Suburbia Lost is an ongoing documentation of decay in the sphere of a perceived paradise. After years of photographing abandoned, forgotten, and often historical locations in the city, this project aims to take a look at how structures fare in the sphere of suburbia. You can view other entires in the project, here


  1. Great post! When you brought up Pizza hut and the onion I immediately thought of a great blog that is very self explanatory. In the rare case that you or your loyal readers have not seen it. It's great!


    1. I love that blog, but totally forgot to mention it. Such a good website. Thanks for sharing!

  2. Menchies Frozen Yogurt is still in West Chester off of 747 but it's in the spot where there used to be a Carvel's Ice Cream that went out of business.

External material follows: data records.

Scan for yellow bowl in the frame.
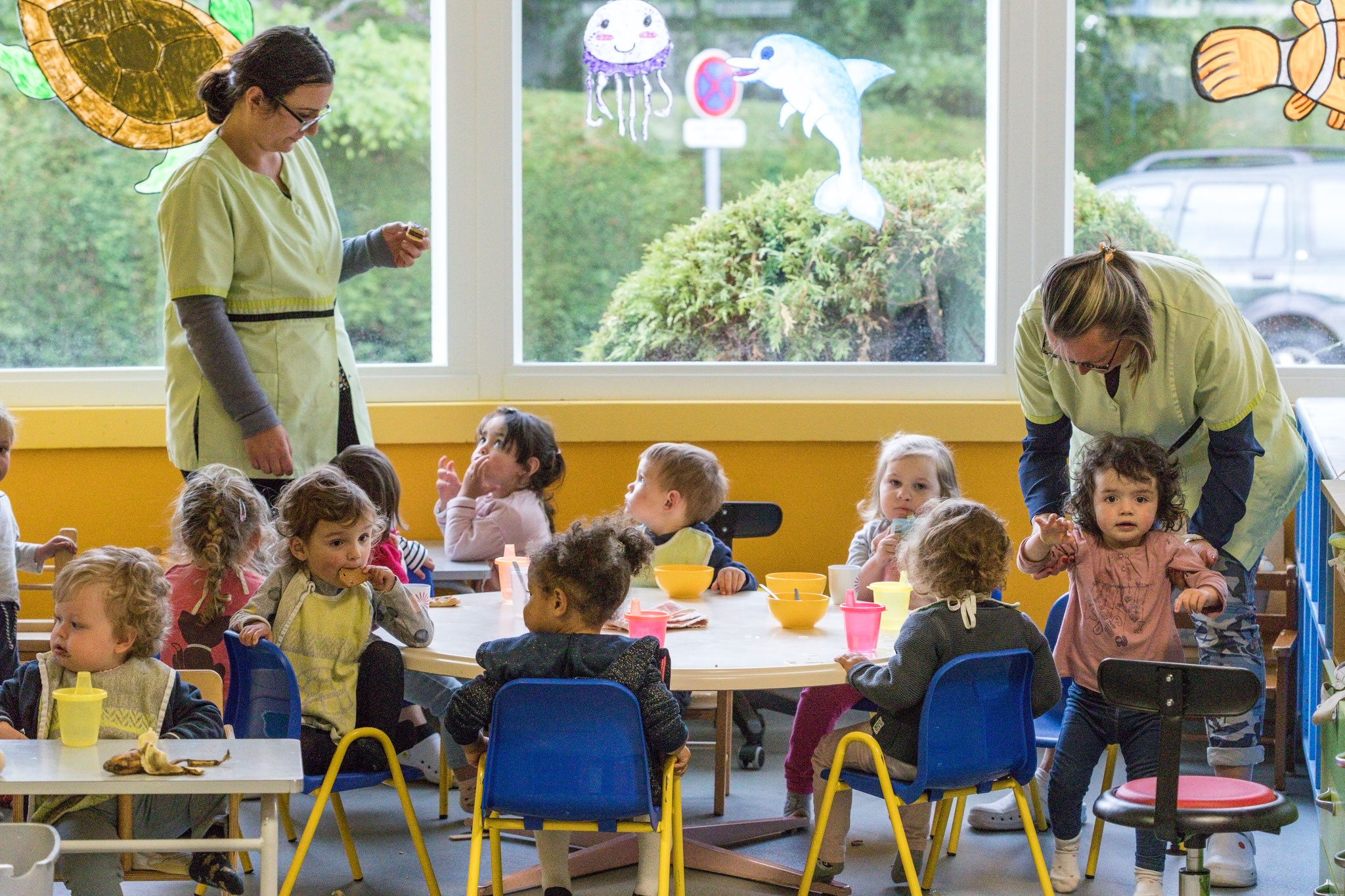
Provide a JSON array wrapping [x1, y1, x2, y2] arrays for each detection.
[[765, 572, 827, 601], [653, 563, 714, 598], [765, 589, 831, 629]]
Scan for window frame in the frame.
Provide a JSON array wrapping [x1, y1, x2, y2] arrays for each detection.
[[0, 0, 1342, 407]]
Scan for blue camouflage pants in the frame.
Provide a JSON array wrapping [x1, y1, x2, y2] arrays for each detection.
[[1190, 551, 1266, 765]]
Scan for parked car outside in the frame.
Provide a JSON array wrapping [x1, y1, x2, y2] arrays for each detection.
[[1097, 146, 1345, 364]]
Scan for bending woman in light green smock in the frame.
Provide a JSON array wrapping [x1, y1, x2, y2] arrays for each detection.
[[1014, 243, 1306, 887], [159, 26, 429, 500]]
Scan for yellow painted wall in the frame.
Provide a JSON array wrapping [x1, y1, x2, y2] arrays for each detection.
[[8, 435, 1065, 624]]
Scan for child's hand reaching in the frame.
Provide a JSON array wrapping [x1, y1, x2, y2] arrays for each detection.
[[32, 534, 79, 563], [363, 566, 397, 594], [460, 454, 489, 498], [710, 567, 748, 594], [435, 456, 463, 503], [873, 532, 901, 563], [1022, 513, 1074, 563], [837, 653, 873, 672], [238, 622, 271, 647], [1032, 513, 1074, 548], [1173, 586, 1223, 612]]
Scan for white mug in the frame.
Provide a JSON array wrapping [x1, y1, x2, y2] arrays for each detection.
[[827, 563, 860, 605]]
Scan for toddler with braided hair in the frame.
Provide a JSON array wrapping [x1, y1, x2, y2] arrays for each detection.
[[163, 463, 275, 693]]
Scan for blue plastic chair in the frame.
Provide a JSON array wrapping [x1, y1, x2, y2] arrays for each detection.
[[799, 649, 1053, 896], [467, 678, 686, 896], [225, 631, 440, 896]]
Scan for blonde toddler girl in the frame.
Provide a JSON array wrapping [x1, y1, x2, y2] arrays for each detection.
[[784, 433, 961, 818]]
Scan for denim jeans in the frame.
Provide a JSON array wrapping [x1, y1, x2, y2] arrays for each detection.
[[1049, 683, 1165, 870], [402, 669, 467, 769]]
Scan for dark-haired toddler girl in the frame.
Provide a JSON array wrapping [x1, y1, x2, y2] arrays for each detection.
[[444, 519, 692, 896], [1018, 435, 1228, 896], [435, 406, 565, 589]]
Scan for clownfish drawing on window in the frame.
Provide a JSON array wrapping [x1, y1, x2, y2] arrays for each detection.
[[1190, 0, 1345, 131]]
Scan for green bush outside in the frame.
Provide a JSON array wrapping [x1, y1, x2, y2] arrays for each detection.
[[583, 160, 1176, 362], [523, 90, 984, 362]]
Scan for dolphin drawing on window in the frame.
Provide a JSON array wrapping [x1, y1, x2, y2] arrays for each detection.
[[729, 33, 894, 230]]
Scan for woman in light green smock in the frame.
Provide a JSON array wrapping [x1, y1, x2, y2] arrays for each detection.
[[1011, 244, 1306, 887], [159, 27, 428, 498]]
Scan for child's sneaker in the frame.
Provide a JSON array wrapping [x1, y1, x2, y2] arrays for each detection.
[[812, 859, 845, 884], [967, 769, 1050, 830], [892, 849, 924, 893], [1136, 868, 1164, 896], [187, 821, 244, 896], [397, 733, 440, 784], [1050, 832, 1083, 893], [1205, 834, 1256, 887], [453, 765, 479, 811], [780, 792, 812, 818]]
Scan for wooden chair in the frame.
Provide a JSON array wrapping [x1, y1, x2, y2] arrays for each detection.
[[16, 529, 79, 662], [117, 669, 252, 896]]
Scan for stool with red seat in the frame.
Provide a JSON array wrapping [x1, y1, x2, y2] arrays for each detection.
[[1093, 658, 1298, 896]]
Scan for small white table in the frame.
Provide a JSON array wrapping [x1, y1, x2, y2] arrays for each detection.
[[0, 738, 304, 896], [421, 539, 494, 584], [402, 588, 896, 896]]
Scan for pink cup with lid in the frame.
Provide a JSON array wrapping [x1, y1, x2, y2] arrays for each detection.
[[625, 601, 670, 647], [841, 603, 887, 657]]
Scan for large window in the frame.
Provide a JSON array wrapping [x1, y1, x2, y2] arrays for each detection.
[[0, 0, 435, 368], [519, 0, 992, 363], [1074, 0, 1345, 366]]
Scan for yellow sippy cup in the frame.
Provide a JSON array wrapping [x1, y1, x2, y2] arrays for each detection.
[[51, 672, 108, 747]]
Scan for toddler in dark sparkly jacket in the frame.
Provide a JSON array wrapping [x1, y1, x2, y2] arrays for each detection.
[[444, 519, 692, 896]]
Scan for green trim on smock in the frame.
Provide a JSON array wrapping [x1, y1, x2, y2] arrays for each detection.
[[1014, 253, 1308, 568], [159, 132, 372, 479]]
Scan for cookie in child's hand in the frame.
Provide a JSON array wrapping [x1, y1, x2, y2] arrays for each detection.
[[336, 567, 368, 588]]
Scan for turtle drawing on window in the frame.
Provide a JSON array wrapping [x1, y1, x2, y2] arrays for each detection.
[[0, 0, 253, 194]]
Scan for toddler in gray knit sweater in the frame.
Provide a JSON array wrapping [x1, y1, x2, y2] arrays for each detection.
[[812, 498, 1060, 888]]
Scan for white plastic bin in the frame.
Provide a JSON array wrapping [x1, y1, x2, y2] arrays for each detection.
[[0, 823, 60, 896]]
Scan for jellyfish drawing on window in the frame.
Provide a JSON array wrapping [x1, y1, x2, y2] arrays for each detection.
[[584, 0, 672, 140]]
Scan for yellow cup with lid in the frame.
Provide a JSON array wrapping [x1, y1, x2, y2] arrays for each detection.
[[51, 672, 108, 747]]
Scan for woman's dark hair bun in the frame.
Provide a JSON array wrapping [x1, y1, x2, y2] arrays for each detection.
[[196, 26, 336, 125], [196, 68, 234, 125]]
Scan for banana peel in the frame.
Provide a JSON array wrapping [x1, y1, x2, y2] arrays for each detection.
[[102, 731, 229, 775]]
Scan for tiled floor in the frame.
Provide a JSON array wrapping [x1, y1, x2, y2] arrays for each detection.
[[49, 714, 1319, 896]]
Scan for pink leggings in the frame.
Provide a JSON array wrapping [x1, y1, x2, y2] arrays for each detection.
[[784, 685, 860, 794]]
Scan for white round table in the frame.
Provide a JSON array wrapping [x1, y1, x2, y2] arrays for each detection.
[[402, 588, 896, 896], [402, 588, 896, 691]]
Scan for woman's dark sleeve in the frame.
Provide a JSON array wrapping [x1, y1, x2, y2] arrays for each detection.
[[173, 295, 280, 438], [1018, 416, 1074, 516], [1189, 414, 1266, 548], [340, 227, 397, 284]]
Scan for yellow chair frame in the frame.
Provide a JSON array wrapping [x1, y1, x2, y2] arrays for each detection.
[[791, 731, 1055, 896], [468, 755, 686, 896], [280, 728, 440, 896]]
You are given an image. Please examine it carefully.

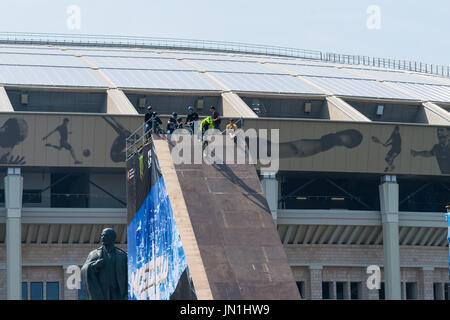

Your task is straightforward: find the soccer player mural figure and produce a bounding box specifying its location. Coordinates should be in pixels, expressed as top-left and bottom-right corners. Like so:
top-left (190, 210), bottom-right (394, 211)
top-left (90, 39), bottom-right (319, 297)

top-left (42, 118), bottom-right (82, 164)
top-left (103, 117), bottom-right (134, 163)
top-left (0, 118), bottom-right (28, 165)
top-left (81, 228), bottom-right (128, 300)
top-left (411, 128), bottom-right (450, 174)
top-left (280, 129), bottom-right (363, 158)
top-left (372, 126), bottom-right (402, 172)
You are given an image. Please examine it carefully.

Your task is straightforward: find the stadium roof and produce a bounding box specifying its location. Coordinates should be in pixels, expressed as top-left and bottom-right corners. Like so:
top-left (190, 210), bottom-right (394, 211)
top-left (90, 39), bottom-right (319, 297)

top-left (0, 34), bottom-right (450, 103)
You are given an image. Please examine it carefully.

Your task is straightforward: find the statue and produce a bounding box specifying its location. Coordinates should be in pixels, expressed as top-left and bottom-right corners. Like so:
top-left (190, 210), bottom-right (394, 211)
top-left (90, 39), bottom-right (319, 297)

top-left (81, 228), bottom-right (128, 300)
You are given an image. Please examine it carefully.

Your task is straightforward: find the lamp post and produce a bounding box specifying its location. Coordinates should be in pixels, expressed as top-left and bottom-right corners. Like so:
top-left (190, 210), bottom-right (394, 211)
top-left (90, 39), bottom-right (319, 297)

top-left (445, 203), bottom-right (450, 280)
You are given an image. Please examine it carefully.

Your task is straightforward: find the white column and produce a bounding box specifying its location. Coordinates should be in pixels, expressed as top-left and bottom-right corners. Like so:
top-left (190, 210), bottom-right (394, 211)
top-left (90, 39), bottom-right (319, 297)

top-left (4, 168), bottom-right (23, 300)
top-left (379, 176), bottom-right (401, 300)
top-left (309, 265), bottom-right (323, 300)
top-left (261, 173), bottom-right (278, 224)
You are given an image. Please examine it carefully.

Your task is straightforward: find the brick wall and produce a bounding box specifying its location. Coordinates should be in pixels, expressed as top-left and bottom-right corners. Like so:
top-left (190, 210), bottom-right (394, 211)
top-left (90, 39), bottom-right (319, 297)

top-left (285, 245), bottom-right (448, 300)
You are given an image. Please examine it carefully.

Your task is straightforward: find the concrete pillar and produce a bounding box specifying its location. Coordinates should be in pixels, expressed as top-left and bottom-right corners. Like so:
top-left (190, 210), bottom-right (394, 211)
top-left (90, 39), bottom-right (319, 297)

top-left (379, 176), bottom-right (401, 300)
top-left (420, 267), bottom-right (434, 300)
top-left (309, 265), bottom-right (323, 300)
top-left (261, 173), bottom-right (278, 224)
top-left (4, 168), bottom-right (23, 300)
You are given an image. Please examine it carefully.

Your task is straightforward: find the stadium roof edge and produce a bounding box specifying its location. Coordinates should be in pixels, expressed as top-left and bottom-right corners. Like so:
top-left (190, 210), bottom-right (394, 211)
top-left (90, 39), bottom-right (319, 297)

top-left (0, 32), bottom-right (450, 78)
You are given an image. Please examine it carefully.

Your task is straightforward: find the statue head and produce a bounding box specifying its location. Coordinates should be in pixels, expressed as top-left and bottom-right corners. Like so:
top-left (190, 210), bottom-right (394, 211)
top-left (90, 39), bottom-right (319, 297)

top-left (100, 228), bottom-right (116, 246)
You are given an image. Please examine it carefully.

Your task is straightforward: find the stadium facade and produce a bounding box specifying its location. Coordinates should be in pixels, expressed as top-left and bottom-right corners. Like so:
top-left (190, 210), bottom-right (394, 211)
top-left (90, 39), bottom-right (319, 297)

top-left (0, 35), bottom-right (450, 300)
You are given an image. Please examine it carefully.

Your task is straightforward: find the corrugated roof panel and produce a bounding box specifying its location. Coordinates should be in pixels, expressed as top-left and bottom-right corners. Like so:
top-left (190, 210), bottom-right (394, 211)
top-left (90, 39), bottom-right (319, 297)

top-left (305, 76), bottom-right (416, 100)
top-left (278, 64), bottom-right (366, 79)
top-left (185, 60), bottom-right (282, 74)
top-left (345, 68), bottom-right (442, 84)
top-left (0, 65), bottom-right (106, 88)
top-left (210, 72), bottom-right (323, 95)
top-left (0, 45), bottom-right (66, 55)
top-left (74, 48), bottom-right (163, 58)
top-left (393, 82), bottom-right (450, 102)
top-left (0, 52), bottom-right (87, 68)
top-left (103, 69), bottom-right (221, 91)
top-left (87, 57), bottom-right (195, 71)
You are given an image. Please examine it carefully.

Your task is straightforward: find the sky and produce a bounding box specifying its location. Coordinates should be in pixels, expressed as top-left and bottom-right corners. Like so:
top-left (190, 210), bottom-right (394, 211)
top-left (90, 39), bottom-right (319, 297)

top-left (0, 0), bottom-right (450, 65)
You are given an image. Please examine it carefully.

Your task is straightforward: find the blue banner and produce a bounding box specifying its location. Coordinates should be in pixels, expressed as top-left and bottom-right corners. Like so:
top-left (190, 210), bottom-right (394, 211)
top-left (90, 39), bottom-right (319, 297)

top-left (127, 176), bottom-right (187, 300)
top-left (446, 212), bottom-right (450, 278)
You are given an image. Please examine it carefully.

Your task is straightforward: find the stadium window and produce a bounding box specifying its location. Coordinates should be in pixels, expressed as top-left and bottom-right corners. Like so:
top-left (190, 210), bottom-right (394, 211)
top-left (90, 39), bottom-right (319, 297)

top-left (406, 282), bottom-right (417, 300)
top-left (336, 281), bottom-right (348, 300)
top-left (322, 281), bottom-right (333, 300)
top-left (350, 282), bottom-right (362, 300)
top-left (378, 282), bottom-right (386, 300)
top-left (30, 282), bottom-right (44, 300)
top-left (297, 281), bottom-right (305, 299)
top-left (433, 283), bottom-right (444, 300)
top-left (444, 283), bottom-right (450, 300)
top-left (45, 282), bottom-right (59, 300)
top-left (22, 190), bottom-right (42, 203)
top-left (22, 282), bottom-right (28, 300)
top-left (78, 282), bottom-right (87, 300)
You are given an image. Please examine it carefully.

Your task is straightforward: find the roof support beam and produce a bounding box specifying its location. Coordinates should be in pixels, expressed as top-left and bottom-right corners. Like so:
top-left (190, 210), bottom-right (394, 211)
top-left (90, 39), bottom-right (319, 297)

top-left (337, 226), bottom-right (356, 244)
top-left (292, 225), bottom-right (306, 244)
top-left (283, 225), bottom-right (294, 244)
top-left (328, 226), bottom-right (348, 244)
top-left (0, 86), bottom-right (14, 112)
top-left (303, 226), bottom-right (317, 244)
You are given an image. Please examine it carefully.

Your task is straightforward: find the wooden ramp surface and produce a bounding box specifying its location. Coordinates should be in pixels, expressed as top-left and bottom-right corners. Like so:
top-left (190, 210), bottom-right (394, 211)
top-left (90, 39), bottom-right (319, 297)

top-left (154, 138), bottom-right (300, 300)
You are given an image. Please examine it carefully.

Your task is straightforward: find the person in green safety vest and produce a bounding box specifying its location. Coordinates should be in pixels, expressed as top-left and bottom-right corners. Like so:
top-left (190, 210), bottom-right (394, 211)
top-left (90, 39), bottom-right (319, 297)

top-left (200, 117), bottom-right (214, 136)
top-left (199, 117), bottom-right (214, 150)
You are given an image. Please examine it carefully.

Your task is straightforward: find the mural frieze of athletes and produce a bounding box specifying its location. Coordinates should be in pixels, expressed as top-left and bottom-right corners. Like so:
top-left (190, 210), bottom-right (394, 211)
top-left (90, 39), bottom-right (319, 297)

top-left (0, 114), bottom-right (450, 175)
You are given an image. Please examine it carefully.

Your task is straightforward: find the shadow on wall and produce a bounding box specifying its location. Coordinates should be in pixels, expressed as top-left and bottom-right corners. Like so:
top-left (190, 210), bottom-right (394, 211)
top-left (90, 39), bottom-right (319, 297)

top-left (0, 118), bottom-right (28, 165)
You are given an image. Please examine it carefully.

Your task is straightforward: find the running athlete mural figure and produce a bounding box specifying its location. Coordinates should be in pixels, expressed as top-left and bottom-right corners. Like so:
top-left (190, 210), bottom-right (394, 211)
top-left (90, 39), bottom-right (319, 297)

    1. Ah yes, Menchie's. Had no idea it used to be a Carvel's. I actually live not far from that Menchie's. It's always sticky.

  3. In college I talked my friends into trying a "pizza burger" at the Steak n Shake in Beechmont. We decided that nothing would go better with the pizza burgers than Wiedemann, and bought a 12-pak at the gas station across the street. This particular SnS location had an outdoor bench where we ate our lunch and as we were eating, a Hamilton County deputy pulled in. He asked if we were old enough to drink, and in 1981 at age 19, we were. He laughed and said "Enjoy your lunch." The Wiedemann tasted like Wiedemann. The Pizza Burgers were not very good.

    1. haha, even just the thought of a "pizza burger" sounds awful. There's a place in Clifton called "French Fry Heaven" that serves huge portions of fries and one of the toppings options is pizza. They're food isn't bad, but the pizza one is gross.

      Thanks for sharing that story! Interestingly enough, I need to go find some Wiedemann to go with a story posting next week...

  4. I believe that the Steak N Shake location was closed because they built one at the Streets of West Chester.

    1. I forgot that one was over there. It's about as memorable as the Tylersville one.